University Alliance represents 23 major, business-focused universities that are driving economic growth through world-leading research, innovation and enterprise. Alliance universities educate over 26% of all UK students and achieve some of the highest graduate-level employment rates. Incorporating 6 of the UK’s 10 largest universities, Alliance universities offer a research-informed, academic learning environment and a culture of innovation and enterprise, empowering the next generation of graduates who will help deliver growth to the UK economy.
2.
Alliance universities are central to the UK’s innovation-driven economy, driving growth in new sectors and markets through their delivery of high-quality, graduates, science and research. Alliance universities maintain a revolving door with business to help ensure graduate employers get innovative and thoughtful, professionally accredited graduates with the right skills to help grow their businesses. They play a leading role in regional growth and regeneration, working with partners from local communities, the UK and internationally, to ensure that the benefits of higher education and more specifically their entrepreneurial approach have a direct economic impact.
3.
Through evidence-based policy and research, University Alliance and our member universities aim to improve policymaking in higher education to the benefit of the UK economy and society.

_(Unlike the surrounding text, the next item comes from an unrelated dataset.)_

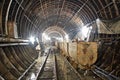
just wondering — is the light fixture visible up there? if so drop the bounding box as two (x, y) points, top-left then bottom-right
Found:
(82, 26), (89, 38)
(29, 36), (35, 44)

Strengths and Weaknesses of Peer Review
4.
University Alliance strongly supports expert peer review as the backbone of the assessment process. Peer review is an essential element of the research assessment process in the UK and is a key reason why RAE results have been recognised internationally as a reliable measure of quality.
5.
University Alliance firmly believes that excellent research should be funded wherever it exists. Funding quality on this basis will lead to a healthy and diverse research-base in the UK. Peer review plays a critical role in enabling public funding to be directed towards research of the highest quality as recognised as by the research community.
6.
Peer review is the most effective quality control mechanism and ensures the objectivity and quality of scientific outputs. This is the best possible guarantee for the public that their money is being spent on research that meets this standard.
7.
The most valuable guarantee of quality is employment of anonymous and ‘blind’ peer reviewing. This encourages robust criticism and works to mitigate any possible allegation of favouritism. The use of multiple reviewers ensures that individual biases cannot determine the results. Where the complete anonymity of both parties is not possible, editorial mechanisms ensure the impartiality and objectivity that are central to the value systems of science.
Value of Peer Review in Public Debate
8.
Peer review ensures that public debate is based on objective and valid research. This is important to maintain so that the integrity of UK research is maintained particularly when under scrutiny in the public sphere.
9.
The scientific community could do more to advance public understanding of the practice of peer review to ensure that it carries the weight that it deserves when drawn together with non-scientific sources, as it often is in public debate.
10.
Universities are being required to demonstrate engagement and the translation of research into practice. This is a very valuable move, but possibilities are limited by the lack of finance that can be given to this in a time of declining budgets. Research Councils will not typically provide sufficient funding for this activity within the grant.
11.
Citation measures have been found in research to be a poor basis for assessing either the quality of scientific research or its true impact. This is often seen as non-excellent articles can often have disproportionately high ‘impact’ in this way. This in turn has the effect of potentially skewing public debate away from evidence that has been rated as excellent through the peer-review process.
Alternatives to Peer Review
12.
There are as yet no effective alternatives to peer review that have been proposed. University Alliance sees it as a key aspect of UK research and one that demonstrates the excellence-driven, word-leading nature of our research base.